Várias outras turnês de Björk também foram bastante elaboradas. Então, o que tornaria Cornucopia diferente?
"Acho que é porque estamos fazendo algo como os cinemas digitais. Então, eu queria ter muitas telas. Uma espécie de sobrecarga de telas, tipo 10x a Times Square. A abundância foi uma espécie de ideia. Tanto sonoramente quanto visualmente, como o ponto de partida de Utopia.
Isso explicaria o título do show, Cornucopia? Não exatamente.
"É mais um estado de espírito. Estar feliz e isso ser o suficiente. Obviamente, as músicas são muito diferentes. Assuntos muito, muito diferentes. Mas talvez o que une todas as de Utopia é que se trata de sobreviver após a poluição. Não é pós-apocalíptico. Eu diria que é pós-êxtase.
É mais ou menos sobre encontrar o êxtase. Criei uma ideia de ficção científica como um romance, onde todos iríamos para uma ilha e começaríamos um novo lugar. Construiríamos flautas a partir de gravetos. E por causa de um acidente nuclear, teríamos nos transformado em pássaros ou pássaros transformados em sintetizadores. Mas, ainda assim, estaríamos bem.
Acredito que, talvez, tudo isso é muito sobre a ideia de querer criar um porto seguro sem violência; por estar exausta com 90% das histórias, que definem o futuro de forma distópica e sem esperança.
Penso que é apenas um limite. Significa apenas que não temos uma mente aberta o suficiente para imaginar um novo mundo. Então, acho que Utopia, que saiu cinco anos atrás, meio que fala disso.
Além disso, ele se sobrepôs aos Acordos Climáticos de Paris. Isso também é Utopia. O fato de que nós, todos os países do mundo, podemos cumprir as regras dos Acordos Climáticos. Isso também é um manifesto utópico. E é algo como: "Acreditamos que podemos fazer isso?" Ou está fora de alcance?".
Acho que é por isso que chamei o álbum de Utopia. É um sonho, um sonho impossível, que no futuro seremos capazes de reverter os danos das mudanças climáticas".
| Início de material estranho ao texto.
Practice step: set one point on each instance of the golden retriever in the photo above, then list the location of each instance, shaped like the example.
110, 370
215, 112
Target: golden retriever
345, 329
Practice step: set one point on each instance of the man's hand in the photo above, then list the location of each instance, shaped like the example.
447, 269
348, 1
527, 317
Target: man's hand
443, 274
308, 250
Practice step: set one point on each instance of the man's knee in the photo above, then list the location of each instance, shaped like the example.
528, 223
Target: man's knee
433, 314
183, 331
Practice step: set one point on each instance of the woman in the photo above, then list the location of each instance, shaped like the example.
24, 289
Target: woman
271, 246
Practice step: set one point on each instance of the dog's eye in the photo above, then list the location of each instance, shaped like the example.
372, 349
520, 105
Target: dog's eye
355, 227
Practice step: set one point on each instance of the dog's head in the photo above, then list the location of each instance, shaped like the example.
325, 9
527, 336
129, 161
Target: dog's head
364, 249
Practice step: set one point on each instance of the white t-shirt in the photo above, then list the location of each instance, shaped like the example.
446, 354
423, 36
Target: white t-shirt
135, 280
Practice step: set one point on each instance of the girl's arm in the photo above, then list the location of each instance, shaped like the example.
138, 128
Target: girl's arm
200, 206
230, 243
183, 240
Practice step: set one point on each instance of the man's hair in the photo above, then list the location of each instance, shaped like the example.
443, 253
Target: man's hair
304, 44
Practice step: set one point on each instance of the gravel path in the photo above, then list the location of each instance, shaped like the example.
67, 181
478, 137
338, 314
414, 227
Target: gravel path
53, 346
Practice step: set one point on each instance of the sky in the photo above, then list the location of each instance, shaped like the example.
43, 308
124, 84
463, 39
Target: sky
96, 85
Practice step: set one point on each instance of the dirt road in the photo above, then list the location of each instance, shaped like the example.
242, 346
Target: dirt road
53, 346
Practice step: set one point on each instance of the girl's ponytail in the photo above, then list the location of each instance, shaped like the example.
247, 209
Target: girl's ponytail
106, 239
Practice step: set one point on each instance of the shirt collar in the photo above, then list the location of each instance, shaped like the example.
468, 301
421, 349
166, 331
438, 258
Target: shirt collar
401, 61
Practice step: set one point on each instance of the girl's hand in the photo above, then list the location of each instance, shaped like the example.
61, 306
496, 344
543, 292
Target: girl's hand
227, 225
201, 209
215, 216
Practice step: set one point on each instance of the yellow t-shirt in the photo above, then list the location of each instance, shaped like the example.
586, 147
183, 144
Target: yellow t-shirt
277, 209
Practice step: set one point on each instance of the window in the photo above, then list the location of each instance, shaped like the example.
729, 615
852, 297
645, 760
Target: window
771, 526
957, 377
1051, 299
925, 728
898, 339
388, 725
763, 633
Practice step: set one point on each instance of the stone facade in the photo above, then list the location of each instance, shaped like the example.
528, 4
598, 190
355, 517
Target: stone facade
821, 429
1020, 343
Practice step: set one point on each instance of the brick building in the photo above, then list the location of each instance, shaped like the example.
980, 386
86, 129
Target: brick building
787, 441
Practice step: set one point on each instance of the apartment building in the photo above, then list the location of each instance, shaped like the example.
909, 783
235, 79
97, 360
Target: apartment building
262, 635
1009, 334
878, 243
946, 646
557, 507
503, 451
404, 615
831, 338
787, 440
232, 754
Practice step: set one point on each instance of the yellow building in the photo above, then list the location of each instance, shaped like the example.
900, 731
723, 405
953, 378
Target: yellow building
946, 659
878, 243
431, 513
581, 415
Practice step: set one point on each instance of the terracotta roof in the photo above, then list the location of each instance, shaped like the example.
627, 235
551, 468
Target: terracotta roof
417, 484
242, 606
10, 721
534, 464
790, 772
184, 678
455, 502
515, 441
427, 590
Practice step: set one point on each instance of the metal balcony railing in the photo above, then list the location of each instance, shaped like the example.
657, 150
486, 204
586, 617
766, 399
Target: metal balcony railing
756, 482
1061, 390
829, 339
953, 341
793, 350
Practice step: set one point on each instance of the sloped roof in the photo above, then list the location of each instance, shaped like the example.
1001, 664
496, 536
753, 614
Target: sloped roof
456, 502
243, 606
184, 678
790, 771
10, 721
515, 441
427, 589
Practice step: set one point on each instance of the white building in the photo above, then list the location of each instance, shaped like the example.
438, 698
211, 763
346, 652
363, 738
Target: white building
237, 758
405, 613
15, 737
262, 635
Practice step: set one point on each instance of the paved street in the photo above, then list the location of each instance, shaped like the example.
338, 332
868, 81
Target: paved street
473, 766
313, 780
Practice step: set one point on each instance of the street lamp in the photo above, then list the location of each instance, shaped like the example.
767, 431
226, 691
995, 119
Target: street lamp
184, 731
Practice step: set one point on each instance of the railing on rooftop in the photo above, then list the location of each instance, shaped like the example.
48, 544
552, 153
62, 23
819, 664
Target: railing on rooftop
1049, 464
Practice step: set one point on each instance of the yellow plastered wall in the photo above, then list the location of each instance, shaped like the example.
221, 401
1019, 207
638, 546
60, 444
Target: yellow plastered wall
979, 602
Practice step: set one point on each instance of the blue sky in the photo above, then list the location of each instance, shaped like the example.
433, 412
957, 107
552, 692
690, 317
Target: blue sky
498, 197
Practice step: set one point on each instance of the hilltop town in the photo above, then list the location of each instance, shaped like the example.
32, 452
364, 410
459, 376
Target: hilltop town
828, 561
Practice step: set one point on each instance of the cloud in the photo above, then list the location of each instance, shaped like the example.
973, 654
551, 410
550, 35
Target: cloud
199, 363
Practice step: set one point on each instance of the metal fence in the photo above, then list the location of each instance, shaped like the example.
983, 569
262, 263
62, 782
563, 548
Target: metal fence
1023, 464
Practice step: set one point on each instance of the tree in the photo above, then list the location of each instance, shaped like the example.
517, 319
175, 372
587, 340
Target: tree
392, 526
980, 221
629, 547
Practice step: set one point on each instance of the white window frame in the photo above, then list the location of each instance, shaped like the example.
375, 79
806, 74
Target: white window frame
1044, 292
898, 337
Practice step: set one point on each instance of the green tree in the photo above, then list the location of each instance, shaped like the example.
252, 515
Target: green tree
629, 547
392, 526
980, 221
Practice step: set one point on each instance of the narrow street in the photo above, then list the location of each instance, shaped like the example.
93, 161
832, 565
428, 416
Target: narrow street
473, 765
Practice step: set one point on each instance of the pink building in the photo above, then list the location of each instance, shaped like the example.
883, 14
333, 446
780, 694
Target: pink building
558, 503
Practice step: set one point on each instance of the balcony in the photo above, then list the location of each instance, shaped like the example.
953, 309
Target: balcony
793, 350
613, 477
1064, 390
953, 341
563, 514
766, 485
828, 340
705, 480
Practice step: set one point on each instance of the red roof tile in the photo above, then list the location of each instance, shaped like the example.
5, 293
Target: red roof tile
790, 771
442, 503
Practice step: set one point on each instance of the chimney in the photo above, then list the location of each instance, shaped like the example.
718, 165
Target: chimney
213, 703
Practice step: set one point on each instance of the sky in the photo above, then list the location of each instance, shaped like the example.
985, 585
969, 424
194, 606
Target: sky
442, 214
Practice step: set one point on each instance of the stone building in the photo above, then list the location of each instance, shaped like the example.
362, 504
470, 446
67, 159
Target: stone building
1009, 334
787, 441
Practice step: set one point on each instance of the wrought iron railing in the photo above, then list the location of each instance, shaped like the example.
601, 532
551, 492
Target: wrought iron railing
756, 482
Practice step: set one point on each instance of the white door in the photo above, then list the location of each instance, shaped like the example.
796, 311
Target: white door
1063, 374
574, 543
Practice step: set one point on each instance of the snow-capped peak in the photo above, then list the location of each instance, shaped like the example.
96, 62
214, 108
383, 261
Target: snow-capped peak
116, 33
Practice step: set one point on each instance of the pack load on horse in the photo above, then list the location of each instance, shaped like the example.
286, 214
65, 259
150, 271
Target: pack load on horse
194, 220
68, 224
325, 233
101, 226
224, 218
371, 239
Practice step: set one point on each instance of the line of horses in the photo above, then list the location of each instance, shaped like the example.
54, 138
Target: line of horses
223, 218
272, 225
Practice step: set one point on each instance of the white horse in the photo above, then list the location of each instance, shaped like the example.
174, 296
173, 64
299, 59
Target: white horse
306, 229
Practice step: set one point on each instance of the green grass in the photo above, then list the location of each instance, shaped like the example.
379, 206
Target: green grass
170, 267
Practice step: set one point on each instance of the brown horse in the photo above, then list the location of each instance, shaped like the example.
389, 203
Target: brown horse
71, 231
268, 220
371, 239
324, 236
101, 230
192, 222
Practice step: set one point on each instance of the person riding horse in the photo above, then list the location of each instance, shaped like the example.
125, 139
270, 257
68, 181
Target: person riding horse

O mundo está um caos com a COVID, mas as questões ambientais que atravessam Utopia permanecem igualmente próximas do coração de Björk. Ela diz que, olhando para o futuro, espera que o mundo possa reagir com o mesmo nível de urgência ao meio ambiente:
"Acho que podemos fazer isso. É apenas uma questão de estado de espírito. E vimos agora, com a pandemia, que se os humanos no planeta decidirem tomar uma atitude para parar algo, eles podem".
Cornucopia conta uma grande história, na qual Björk se posiciona de diversas maneiras artisticamente:
"O assunto abordado em Utopia e Cornucopia é muito sobre o meio ambiente, e também em um nível pessoal. Espero também que em um nível universal. Mas eu estava tentando não focar na agressão e destruição, que no meu caso foi Vulnicura, o álbum que fiz antes. Como você constrói um novo mundo e como mantém a esperança? As músicas abordam isso de ângulos muito diferentes, mas obviamente quando fazemos um disco, sempre primeiro o escrevemos, para depois dizermos que as canções são muito distintas umas das outras. Mas se há algo que une todas elas, geralmente não descobrimos até que tudo esteja pronto".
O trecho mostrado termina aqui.